Q: I’m carrying about $12,000 on five different credit cards. The average interest rate is 17 percent. I want to pay them all off.
Here are my options. I have a huge tax return check coming my way in about 2 weeks. Should I use the tax return money to pay off my debts, or should I invest this money? Do you think I should try to get a home equity line of credit at a low rate and pay off my credit cards?
A: You should always pay off your high-interest, non-deductible debts first. When you prepay a debt, you’re effectively earning the interest rate the debt carries on each dollar. So if your credit card debt is being charged 17 percent, prepaying that debt actually earns you 17 percent on your money. That’s way better than the stock market or any other kind of investment I can think of.
Once your debts are paid off, you can use the cash you would have paid each month to service the debt to start building a retirement fund. If you qualify, I suggest you open a Roth IRA and start investing those after-tax dollars in an index mutual fund.

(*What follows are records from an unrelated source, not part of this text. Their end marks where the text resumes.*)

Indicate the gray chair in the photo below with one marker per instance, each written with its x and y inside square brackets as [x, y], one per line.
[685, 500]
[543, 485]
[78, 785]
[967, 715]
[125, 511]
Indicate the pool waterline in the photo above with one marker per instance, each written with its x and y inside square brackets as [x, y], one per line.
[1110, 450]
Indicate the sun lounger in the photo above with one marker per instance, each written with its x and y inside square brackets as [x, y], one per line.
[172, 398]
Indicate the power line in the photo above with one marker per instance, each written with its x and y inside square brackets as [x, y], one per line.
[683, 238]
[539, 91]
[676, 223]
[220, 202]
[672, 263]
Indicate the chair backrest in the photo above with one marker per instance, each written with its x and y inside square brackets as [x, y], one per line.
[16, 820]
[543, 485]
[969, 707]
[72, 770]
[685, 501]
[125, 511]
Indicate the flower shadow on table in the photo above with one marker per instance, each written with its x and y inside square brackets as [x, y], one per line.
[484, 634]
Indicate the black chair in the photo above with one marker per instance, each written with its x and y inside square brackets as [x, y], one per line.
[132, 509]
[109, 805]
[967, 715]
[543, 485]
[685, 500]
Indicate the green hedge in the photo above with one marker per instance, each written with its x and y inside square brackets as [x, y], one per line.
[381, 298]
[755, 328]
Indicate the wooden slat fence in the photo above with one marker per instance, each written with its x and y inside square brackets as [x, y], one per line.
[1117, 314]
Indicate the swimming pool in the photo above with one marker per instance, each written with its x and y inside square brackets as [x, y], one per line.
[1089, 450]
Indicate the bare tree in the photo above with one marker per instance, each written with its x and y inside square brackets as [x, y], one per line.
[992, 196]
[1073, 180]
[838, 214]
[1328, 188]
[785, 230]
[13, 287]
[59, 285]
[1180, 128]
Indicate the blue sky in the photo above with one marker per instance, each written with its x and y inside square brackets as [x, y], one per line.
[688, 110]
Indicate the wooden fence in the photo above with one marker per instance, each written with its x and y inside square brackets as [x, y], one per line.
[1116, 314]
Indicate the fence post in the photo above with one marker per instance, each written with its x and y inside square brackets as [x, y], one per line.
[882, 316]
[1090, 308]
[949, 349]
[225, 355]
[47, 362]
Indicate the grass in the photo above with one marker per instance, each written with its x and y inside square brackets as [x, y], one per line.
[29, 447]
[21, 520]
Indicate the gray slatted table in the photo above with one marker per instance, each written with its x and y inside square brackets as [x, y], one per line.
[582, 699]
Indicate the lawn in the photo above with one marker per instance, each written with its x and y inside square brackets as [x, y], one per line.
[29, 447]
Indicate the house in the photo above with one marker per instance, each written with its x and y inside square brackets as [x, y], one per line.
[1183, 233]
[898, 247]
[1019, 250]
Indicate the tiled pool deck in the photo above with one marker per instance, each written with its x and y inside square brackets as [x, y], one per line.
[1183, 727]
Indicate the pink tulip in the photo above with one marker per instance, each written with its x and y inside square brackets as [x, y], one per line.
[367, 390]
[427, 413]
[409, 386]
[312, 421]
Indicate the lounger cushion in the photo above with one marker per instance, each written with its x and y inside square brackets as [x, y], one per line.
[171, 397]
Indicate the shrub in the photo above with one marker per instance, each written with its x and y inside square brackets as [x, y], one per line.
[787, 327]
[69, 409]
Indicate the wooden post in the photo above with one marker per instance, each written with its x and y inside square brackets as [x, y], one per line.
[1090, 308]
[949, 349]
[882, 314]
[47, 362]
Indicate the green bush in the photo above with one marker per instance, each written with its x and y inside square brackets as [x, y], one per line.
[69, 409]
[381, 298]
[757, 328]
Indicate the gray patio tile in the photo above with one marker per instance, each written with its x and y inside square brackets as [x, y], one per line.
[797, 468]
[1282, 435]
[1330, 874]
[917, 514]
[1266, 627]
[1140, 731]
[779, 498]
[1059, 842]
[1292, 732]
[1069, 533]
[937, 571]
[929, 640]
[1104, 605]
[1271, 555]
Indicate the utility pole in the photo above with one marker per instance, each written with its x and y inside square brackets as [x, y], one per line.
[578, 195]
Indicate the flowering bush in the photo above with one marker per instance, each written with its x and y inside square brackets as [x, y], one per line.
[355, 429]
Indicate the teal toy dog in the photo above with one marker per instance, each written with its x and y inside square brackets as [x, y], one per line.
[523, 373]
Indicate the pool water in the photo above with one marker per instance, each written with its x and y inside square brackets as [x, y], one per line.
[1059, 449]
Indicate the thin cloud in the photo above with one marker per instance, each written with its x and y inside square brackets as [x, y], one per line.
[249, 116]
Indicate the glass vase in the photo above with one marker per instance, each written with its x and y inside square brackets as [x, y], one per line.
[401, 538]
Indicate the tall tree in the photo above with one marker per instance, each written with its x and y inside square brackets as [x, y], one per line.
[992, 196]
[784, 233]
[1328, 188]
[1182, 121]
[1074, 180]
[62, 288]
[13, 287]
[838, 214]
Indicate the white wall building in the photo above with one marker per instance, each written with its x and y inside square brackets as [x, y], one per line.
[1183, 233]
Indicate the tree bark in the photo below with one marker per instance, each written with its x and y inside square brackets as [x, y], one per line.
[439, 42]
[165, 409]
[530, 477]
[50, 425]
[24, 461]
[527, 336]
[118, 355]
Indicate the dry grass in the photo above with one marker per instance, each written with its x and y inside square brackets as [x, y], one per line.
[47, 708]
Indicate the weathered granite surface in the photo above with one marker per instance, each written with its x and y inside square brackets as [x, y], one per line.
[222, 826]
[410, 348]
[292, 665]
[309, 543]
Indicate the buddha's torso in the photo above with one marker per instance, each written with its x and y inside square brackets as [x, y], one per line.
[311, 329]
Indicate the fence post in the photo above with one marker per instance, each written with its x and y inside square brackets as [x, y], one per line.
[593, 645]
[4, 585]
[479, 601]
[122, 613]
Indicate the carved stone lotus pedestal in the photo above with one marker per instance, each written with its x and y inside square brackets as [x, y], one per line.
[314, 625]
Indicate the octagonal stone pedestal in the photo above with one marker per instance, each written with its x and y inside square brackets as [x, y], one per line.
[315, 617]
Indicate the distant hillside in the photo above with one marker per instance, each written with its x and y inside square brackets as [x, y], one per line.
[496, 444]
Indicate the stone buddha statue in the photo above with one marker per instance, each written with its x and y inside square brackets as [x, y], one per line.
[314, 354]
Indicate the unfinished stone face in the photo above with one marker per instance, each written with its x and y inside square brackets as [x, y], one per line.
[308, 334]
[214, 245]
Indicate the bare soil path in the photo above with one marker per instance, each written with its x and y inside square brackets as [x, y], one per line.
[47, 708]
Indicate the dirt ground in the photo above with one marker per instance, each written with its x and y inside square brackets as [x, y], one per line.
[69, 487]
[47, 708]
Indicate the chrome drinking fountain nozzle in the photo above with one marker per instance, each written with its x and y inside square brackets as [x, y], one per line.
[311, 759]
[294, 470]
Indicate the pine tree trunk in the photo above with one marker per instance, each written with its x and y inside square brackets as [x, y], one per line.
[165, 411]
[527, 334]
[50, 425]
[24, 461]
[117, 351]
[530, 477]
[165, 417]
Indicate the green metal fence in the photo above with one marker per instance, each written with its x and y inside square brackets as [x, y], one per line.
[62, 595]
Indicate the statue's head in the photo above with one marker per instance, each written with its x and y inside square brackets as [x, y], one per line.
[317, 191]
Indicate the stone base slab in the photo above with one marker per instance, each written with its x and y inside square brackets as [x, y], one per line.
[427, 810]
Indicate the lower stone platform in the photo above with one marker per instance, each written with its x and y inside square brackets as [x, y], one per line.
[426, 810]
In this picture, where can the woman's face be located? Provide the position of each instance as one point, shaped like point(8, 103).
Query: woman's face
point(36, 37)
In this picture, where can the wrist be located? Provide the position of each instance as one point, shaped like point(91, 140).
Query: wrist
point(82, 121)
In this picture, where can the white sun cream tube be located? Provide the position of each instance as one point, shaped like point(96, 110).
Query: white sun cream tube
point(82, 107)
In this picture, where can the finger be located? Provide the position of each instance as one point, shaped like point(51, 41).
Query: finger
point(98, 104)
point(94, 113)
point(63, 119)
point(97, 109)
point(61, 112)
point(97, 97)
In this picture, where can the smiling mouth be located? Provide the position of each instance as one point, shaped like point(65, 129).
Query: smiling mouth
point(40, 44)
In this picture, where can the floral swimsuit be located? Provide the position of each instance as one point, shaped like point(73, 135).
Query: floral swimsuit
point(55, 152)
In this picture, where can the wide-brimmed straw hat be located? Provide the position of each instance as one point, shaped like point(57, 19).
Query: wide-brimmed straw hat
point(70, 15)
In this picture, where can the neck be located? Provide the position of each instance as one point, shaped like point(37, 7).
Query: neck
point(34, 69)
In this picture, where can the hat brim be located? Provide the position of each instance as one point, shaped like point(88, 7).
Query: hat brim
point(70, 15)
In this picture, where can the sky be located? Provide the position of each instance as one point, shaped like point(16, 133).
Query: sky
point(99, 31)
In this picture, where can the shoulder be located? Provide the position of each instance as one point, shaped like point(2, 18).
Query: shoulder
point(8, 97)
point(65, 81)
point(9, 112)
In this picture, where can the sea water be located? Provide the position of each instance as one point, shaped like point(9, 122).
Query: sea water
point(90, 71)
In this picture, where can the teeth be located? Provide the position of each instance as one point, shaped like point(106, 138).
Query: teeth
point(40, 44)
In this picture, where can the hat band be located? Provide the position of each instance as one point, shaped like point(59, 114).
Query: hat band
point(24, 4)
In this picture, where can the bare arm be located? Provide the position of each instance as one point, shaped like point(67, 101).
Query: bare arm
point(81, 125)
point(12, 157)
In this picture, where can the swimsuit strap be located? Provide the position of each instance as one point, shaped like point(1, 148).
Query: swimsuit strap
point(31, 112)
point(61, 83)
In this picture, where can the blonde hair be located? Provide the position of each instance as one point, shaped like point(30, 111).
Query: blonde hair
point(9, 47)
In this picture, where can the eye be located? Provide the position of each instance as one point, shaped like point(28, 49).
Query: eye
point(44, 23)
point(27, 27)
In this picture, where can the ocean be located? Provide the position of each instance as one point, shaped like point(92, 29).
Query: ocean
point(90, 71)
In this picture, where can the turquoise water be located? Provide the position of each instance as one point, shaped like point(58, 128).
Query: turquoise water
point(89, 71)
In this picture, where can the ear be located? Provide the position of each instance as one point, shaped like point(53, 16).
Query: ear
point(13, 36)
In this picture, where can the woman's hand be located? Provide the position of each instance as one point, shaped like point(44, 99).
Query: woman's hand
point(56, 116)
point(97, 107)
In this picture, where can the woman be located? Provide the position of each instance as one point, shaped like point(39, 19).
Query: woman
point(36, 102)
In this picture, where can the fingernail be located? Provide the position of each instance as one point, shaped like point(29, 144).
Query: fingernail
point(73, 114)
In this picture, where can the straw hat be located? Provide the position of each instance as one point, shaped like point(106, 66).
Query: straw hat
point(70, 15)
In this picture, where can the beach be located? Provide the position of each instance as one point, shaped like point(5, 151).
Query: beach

If you weren’t getting a big tax refund, I’d suggest using a home equity line of credit or home equity loan to pay off your credit card debt. It doesn’t make sense to pay 17 percent on non-deductible credit card debt when you could be paying 6 percent on deductible home equity debt.
Finally, try to adjust your withholdings, so that you end up with only a small refund or no refund for this year. There’s no sense in giving Uncle Sam an interest-free loan.